In truth, the average person can't be expected to know the chemical makeup of any arbitrarily-chosen substance reliably (or any material at all), if that average person's job or hobby do not involve chemistry — aside from the few that made their way into common knowledge, like NaCl for salt (sodium chloride or halite in mineral form), H2O for water (facetiously known as dihydrogen monoxide, ice in mineral form), or CO2 for carbon dioxide (while most people are more familiar with its gaseous form, it is also used in mineral form as dry ice), and may not even know the definition of "feldspar" beyond "a mineral", if at all.
It even goes so far as to initially gloss over the 'everyday' knowledge of quartz... until prompted by the slightly-less-overestimating partner in the conversation. Perhaps like a gardener forgetting to mention the lawn he maintains (along with the 'actual' plants in the borders or vegetable patches), there seemed no need to include such a common mineral as a subject of silicate chemistry. Quartz is a basic silicon oxide (SiO2) that many non-chemists have heard of because it is common and has a variety of uses, though they would not know its chemical structure. Quartz can be found as distinct large-scale crystals (probably obvious to the layman, as an ice-cube is in a drink) but also features as a hard-wearing micro-constituent of many rocks. Quartz is a major component of most sand (except for coral sands, which are calcium carbonates). Quartz crystals are sometimes made into jewelry and other decorative objects. Most modern clocks use the resonance frequency of quartz to keep time.

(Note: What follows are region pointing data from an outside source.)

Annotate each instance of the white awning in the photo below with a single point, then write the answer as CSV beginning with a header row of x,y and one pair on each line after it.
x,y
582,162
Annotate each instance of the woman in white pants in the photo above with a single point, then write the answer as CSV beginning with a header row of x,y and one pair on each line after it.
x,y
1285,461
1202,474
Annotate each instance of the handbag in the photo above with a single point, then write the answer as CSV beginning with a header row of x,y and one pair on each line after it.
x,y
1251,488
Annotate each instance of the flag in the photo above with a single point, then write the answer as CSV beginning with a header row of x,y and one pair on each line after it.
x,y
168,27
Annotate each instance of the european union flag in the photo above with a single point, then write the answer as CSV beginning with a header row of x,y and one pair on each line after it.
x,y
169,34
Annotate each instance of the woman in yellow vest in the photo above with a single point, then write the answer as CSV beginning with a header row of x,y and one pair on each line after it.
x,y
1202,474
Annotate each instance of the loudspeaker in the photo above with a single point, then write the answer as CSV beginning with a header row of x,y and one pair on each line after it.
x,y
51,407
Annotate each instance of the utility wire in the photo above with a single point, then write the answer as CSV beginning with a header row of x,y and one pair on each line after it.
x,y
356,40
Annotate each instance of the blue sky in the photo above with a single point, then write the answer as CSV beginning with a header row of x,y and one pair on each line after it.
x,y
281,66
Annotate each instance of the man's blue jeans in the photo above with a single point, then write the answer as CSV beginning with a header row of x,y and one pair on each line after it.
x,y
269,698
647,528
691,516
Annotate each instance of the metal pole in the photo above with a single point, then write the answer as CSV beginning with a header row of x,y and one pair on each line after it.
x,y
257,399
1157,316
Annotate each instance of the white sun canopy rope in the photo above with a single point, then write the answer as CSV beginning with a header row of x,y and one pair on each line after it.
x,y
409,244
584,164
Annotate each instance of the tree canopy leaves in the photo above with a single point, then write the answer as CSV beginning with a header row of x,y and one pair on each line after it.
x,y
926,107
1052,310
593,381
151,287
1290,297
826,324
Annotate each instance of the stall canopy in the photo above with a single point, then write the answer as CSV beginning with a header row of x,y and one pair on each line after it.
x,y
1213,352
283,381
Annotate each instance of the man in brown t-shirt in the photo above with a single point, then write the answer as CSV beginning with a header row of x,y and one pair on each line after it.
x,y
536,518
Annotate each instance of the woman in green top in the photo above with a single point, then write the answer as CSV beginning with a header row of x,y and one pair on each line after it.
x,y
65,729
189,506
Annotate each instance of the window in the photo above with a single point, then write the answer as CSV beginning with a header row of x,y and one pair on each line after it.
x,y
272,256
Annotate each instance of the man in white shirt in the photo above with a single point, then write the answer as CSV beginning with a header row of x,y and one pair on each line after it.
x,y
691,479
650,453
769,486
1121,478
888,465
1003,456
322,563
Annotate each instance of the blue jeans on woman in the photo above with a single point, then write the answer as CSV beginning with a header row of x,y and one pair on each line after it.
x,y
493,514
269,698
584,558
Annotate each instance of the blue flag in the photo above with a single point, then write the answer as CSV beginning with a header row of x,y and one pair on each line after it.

Minerals like feldspars and olivine generally exist as a continuum of varying chemical formulas, represented as a mixture of "endmembers" that have some pure composition. Feldspars are a category of aluminum-containing silicate minerals that account for the most of the rock in the earth's crust by mass. They are composed of a silicon-aluminum-oxygen lattice filled with sodium, potassium, or calcium ions. The major varieties are CaAl2Si2O8 (anorthite), NaAlSi3O8 (albite), and KAlSi3O8 (potassium feldspar). Olivine is most notable as being the primary constituent of the upper mantle and commonly found in stony meteorites, and has the formula X2+2SiO4, where X is any iron or magnesium ion. The ends of the spectrum are Mg2SiO4 (forsterite) and Fe2SiO4 (fayalite).
In the title text the two geologists express belief that the average person should be more familiar with silicates because of how ubiquitous they are. Their somewhat-exasperated statement plays on the phrase "you can't throw a rock without hitting one," a standard hyperbole about how common something is. Indeed, silicate rocks are extremely common on Earth — not only would a rock thrown in a random direction stand a decent chance of striking a silicate mineral rock, but the rock being thrown also has a very high chance of being a silicate mineral rock. With the exception of a few carbonate deposits, rocks found in large deposits on Earth's surface nearly all have silica in them, even extraterrestrial rocks. The Earth's crust is about 60% silica by weight.